Introduction: Interstitial lung disease (ILD) is a common manifestation of patients with underlying connective tissue diseases (CTDs) such as Rheumatoid Arthritis (RA), Systemic Lupus Erythematosus (SLE), or Sjögren Syndrome. Autoimmune hepatitis (AIH) is known to cause a multitude of extrahepatic manifestations, however, the development of ILD as an extrahepatic manifestation of AIH has not been well delineated.
Case Description:
A 45 year-old Caucasian female with a history of type 1 diabetes mellitus, asthma, and breast adenocarcinoma presented to her primary care physician with worsening dyspnea on exertion for one week. Basic laboratory studies, electrocardiogram, and chest x-ray (CXR) were ordered, and the patient was prescribed a 7-day steroid course. Laboratory data revealed elevated liver function tests: AST 407, ALT 517, alkaline phosphatase 464, and a normal total bilirubin of 0.6. CXR showed interstitial pneumonia. She presented to the emergency room the following day with worsening dyspnea. Computed Tomography (CT) scan of the chest, abdomen and pelvis with contrast revealed bilateral upper lobe airspace disease. She was diagnosed with atypical pneumonia and discharged home on levofloxacin. Her symptoms progressed and she underwent a repeat CT chest one month later showing worsening diffuse bilateral multifocal, patchy ground glass opacities with mediastinal and hilar lymphadenopathy. Autoimmune serologies revealed elevated anti-F-actin and anti-smooth muscle antibodies, confirming the diagnosis of AIH. Other autoimmune markers for RA, SLE, and Sjögren syndrome were negative. Pulmonary function test revealed a mild restrictive defect with normal diffusion capacity. She underwent video-assisted thoracoscopic surgery-guided lung biopsy showing a patchy cellular interstitial pneumonia with extensive chronic bronchiolitis and rare foci of organizing pneumonia, most consistent with a histopathological diagnosis of non-specific interstitial pneumonia (NSIP). She was started on steroids and mycophenolate with marked improvement in her dyspnea. Follow up CT chest demonstrated near-complete resolution of the radiologic findings.

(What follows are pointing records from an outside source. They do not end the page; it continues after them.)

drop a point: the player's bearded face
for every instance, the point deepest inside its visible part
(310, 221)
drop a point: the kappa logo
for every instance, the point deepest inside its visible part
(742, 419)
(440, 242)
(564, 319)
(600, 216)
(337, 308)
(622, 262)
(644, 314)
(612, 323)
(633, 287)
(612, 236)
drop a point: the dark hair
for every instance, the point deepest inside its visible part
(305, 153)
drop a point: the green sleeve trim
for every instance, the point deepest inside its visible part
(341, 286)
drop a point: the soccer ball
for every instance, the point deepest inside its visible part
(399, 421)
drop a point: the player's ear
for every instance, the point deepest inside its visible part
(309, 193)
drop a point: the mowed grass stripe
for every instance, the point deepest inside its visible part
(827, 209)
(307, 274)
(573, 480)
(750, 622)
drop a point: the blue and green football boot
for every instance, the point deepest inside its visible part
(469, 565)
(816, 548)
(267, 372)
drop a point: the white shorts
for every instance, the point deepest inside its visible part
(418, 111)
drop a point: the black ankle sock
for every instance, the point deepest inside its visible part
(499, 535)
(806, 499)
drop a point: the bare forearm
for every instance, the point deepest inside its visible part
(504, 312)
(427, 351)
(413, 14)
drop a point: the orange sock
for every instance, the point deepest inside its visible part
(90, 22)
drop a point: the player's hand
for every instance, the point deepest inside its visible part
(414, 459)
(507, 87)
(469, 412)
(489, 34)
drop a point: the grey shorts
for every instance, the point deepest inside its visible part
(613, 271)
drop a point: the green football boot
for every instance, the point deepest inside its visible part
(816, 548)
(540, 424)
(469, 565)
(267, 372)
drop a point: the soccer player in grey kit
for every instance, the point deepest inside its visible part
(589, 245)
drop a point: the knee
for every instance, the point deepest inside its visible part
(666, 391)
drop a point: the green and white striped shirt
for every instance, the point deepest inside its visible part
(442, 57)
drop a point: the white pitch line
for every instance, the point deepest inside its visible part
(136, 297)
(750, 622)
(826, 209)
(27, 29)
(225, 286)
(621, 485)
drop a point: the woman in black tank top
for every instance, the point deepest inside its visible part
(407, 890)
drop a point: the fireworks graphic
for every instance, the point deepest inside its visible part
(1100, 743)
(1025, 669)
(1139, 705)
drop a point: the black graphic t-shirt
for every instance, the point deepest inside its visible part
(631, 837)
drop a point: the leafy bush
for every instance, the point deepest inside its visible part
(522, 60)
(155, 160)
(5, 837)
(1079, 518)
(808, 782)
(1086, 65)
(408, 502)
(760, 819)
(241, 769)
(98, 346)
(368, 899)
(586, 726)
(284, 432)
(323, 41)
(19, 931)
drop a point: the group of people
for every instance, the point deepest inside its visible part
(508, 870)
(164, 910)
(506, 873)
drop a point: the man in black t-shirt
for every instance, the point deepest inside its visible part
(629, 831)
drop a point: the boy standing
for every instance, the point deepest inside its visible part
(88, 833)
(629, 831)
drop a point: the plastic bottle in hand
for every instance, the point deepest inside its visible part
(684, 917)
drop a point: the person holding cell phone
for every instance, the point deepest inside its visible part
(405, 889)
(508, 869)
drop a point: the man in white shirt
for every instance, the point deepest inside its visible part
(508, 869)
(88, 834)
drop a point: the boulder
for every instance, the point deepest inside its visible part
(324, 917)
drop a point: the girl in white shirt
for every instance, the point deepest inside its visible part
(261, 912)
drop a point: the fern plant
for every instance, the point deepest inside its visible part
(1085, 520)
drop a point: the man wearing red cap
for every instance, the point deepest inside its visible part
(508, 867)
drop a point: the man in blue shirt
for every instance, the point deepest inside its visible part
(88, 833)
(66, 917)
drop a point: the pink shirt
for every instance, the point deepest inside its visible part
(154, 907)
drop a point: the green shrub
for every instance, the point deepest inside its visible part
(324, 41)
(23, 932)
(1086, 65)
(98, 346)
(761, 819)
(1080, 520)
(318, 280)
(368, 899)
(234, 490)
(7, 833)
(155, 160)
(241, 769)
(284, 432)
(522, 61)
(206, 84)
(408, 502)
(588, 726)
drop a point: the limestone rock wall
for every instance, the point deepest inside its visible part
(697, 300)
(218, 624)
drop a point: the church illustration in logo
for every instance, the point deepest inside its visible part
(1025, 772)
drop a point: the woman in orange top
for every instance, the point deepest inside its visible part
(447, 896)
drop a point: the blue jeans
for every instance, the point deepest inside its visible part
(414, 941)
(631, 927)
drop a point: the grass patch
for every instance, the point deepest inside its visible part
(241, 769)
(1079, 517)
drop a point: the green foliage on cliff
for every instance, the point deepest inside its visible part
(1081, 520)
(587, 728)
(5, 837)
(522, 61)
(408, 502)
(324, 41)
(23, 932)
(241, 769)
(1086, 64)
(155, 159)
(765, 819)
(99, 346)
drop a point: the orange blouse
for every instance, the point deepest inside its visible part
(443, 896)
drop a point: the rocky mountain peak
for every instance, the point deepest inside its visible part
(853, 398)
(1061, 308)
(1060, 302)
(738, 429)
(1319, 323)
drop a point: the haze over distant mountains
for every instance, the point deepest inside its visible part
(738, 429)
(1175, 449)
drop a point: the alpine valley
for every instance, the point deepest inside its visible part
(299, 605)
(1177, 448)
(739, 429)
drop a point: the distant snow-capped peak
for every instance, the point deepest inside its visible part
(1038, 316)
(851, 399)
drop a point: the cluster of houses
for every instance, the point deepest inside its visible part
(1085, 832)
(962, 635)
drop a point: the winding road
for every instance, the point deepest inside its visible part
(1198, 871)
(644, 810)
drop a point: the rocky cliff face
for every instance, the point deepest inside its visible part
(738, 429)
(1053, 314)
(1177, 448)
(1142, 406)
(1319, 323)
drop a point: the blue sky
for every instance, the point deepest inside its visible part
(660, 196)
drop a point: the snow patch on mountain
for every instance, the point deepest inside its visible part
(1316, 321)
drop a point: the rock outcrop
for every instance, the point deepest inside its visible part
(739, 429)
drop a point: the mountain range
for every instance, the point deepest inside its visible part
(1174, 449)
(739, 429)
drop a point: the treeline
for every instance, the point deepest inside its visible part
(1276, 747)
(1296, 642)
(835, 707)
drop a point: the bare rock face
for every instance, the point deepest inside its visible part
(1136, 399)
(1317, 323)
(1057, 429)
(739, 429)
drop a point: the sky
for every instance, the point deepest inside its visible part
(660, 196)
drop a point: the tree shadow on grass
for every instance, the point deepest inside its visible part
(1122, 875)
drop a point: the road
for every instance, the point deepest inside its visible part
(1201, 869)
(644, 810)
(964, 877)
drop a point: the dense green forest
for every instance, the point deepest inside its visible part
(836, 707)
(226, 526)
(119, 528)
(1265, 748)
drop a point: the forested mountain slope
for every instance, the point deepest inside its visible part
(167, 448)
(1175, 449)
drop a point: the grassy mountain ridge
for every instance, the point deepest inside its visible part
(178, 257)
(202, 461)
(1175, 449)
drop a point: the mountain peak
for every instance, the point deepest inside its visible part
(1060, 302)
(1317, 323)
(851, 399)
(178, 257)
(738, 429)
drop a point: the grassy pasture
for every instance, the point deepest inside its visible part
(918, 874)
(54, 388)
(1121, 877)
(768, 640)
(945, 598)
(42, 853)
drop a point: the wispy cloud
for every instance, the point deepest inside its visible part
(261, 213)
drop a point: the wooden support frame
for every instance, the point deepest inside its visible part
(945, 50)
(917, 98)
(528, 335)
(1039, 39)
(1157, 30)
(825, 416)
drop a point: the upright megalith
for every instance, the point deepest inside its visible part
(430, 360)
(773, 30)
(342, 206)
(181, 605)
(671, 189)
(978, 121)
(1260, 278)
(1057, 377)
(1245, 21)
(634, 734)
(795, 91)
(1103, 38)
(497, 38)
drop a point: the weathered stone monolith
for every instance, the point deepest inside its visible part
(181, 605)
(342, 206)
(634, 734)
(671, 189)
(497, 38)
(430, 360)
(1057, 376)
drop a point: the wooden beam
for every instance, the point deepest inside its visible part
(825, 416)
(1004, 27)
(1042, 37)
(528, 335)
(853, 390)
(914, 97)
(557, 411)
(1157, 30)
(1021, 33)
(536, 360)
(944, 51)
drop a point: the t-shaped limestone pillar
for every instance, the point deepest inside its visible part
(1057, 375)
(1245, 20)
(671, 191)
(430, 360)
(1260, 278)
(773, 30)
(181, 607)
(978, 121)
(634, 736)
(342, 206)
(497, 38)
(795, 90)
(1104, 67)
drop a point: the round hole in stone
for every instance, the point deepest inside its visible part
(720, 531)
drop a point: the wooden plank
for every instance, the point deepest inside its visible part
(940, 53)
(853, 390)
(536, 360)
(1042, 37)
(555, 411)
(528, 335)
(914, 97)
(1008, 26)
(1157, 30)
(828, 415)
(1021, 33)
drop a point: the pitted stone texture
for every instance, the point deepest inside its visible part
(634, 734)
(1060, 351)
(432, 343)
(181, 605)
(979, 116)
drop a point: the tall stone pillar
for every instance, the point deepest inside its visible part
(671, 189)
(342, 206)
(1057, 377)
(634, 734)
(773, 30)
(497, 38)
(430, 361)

Discussion:ILD is often the presenting manifestation of an underlying CTD. NSIP is the most commonly observed radiologic and histopathological pattern of ILD in patients with CTD. The association between AIH and development of ILD has not been well characterized. Case reports and small case series have suggested the possibility of co-existence of AIH and other autoimmune disorders including the development of ILD. Our case provides supporting evidence of a possible link between AIH and the development of extrahepatic, systemic autoimmune conditions including ILD. The patient is being closely monitored for the onset of clinical signs and symptoms of another well-characterized CTD.